St. Louis Court of Appeals
Apr 28, 1931
225 Mo. App. 473 (Mo. Ct. App. 1931)

Opinion

Opinion filed April 28, 1931.

1. — Workmen's Compensation Act — Finding of Commission — Conclusiveness. The finding of the Workmen's Compensation Commission, if supported by sufficient evidence, like the verdict of a jury, is binding on the appellate court and in the same way becomes the basis for a court judgment.

2. — Same — Same — Appellate Practice — Evidence — Viewed Most Favorable to Support Findings. In considering the question whether the evidence sustains the findings made by the Workmen's Compensation Commission, the appellate court must view the evidence in the light most favorable to support the same, provided, that the evidence in support theref is competent.

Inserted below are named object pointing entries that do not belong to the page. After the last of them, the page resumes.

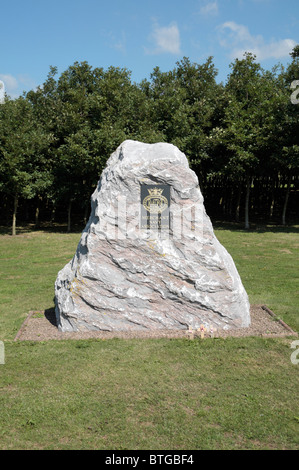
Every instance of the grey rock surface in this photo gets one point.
(125, 278)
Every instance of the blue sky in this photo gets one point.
(139, 35)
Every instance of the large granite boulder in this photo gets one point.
(148, 258)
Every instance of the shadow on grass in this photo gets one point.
(256, 227)
(50, 315)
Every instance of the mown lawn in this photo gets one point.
(237, 393)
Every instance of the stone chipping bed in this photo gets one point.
(41, 326)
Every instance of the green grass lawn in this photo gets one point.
(237, 393)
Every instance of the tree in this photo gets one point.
(23, 144)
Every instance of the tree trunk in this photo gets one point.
(14, 215)
(286, 201)
(69, 216)
(248, 185)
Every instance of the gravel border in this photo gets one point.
(41, 326)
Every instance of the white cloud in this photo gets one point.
(238, 39)
(210, 8)
(166, 39)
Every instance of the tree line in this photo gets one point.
(240, 137)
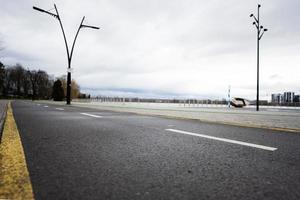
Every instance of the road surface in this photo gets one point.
(81, 153)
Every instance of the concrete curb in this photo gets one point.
(2, 120)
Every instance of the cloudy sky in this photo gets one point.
(159, 48)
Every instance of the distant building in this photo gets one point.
(297, 98)
(288, 97)
(277, 98)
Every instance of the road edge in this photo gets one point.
(2, 120)
(138, 111)
(15, 181)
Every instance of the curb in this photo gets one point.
(136, 111)
(2, 120)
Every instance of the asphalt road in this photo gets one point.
(81, 153)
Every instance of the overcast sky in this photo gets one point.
(159, 48)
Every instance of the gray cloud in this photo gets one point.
(159, 48)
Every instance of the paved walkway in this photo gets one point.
(268, 117)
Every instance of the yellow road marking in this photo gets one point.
(14, 176)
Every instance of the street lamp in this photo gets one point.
(69, 54)
(260, 32)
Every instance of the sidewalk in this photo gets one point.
(3, 104)
(270, 118)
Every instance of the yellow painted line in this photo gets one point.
(14, 176)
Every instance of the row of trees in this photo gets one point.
(18, 82)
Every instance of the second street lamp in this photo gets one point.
(69, 54)
(260, 32)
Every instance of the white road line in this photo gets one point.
(96, 116)
(224, 140)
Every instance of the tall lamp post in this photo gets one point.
(69, 54)
(260, 32)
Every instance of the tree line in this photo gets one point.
(18, 82)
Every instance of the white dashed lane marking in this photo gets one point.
(224, 140)
(90, 115)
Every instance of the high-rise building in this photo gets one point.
(288, 97)
(277, 98)
(297, 98)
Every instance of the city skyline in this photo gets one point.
(160, 49)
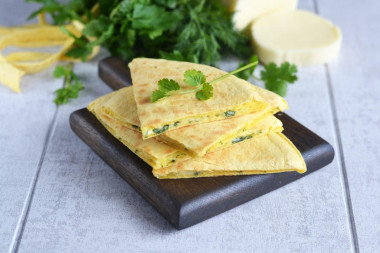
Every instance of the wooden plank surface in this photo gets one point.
(354, 82)
(187, 202)
(26, 120)
(81, 204)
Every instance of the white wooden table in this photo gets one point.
(56, 195)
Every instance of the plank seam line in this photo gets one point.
(342, 160)
(26, 207)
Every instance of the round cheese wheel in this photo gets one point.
(299, 37)
(247, 11)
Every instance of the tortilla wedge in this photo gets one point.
(197, 140)
(154, 152)
(272, 153)
(232, 96)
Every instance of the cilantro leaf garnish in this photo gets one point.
(276, 79)
(205, 93)
(194, 78)
(167, 85)
(71, 87)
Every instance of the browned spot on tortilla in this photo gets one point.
(143, 114)
(144, 85)
(144, 101)
(153, 122)
(168, 151)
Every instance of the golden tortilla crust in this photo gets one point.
(272, 153)
(231, 93)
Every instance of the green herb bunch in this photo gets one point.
(186, 30)
(71, 87)
(275, 78)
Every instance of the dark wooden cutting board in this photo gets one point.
(185, 202)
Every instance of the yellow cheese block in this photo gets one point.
(247, 11)
(299, 37)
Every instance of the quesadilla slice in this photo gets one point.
(232, 96)
(272, 153)
(197, 140)
(152, 151)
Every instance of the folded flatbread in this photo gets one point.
(197, 140)
(272, 153)
(156, 153)
(232, 96)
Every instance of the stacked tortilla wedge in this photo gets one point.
(233, 133)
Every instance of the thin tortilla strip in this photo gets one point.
(196, 140)
(271, 153)
(232, 96)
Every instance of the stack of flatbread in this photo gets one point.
(233, 133)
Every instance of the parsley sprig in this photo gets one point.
(275, 78)
(71, 86)
(198, 31)
(194, 78)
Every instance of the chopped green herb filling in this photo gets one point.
(161, 130)
(242, 138)
(136, 127)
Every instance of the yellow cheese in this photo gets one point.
(247, 11)
(299, 37)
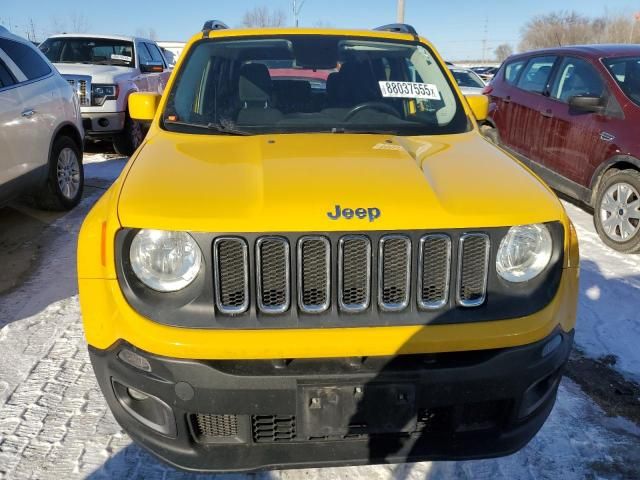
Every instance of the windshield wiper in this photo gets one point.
(363, 131)
(216, 127)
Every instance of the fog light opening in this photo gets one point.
(136, 394)
(135, 360)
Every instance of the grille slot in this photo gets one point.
(208, 425)
(354, 273)
(273, 428)
(434, 273)
(273, 277)
(473, 266)
(314, 270)
(394, 272)
(231, 275)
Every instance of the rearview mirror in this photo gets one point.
(151, 67)
(143, 105)
(584, 103)
(479, 106)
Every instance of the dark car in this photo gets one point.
(573, 114)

3. — Same — Same — Same — Same — Circumstantial Evidence — Inference. The fact that the evidence to sustain the finding of the Workmen's Compensation Commission is circumstantial only as it relates to that part of the finding that the accident arose out of the employee's employment; that does not militate against the finding in the absence of evidence to the contrary, if such evidence has a sufficient basis to warrant the inference.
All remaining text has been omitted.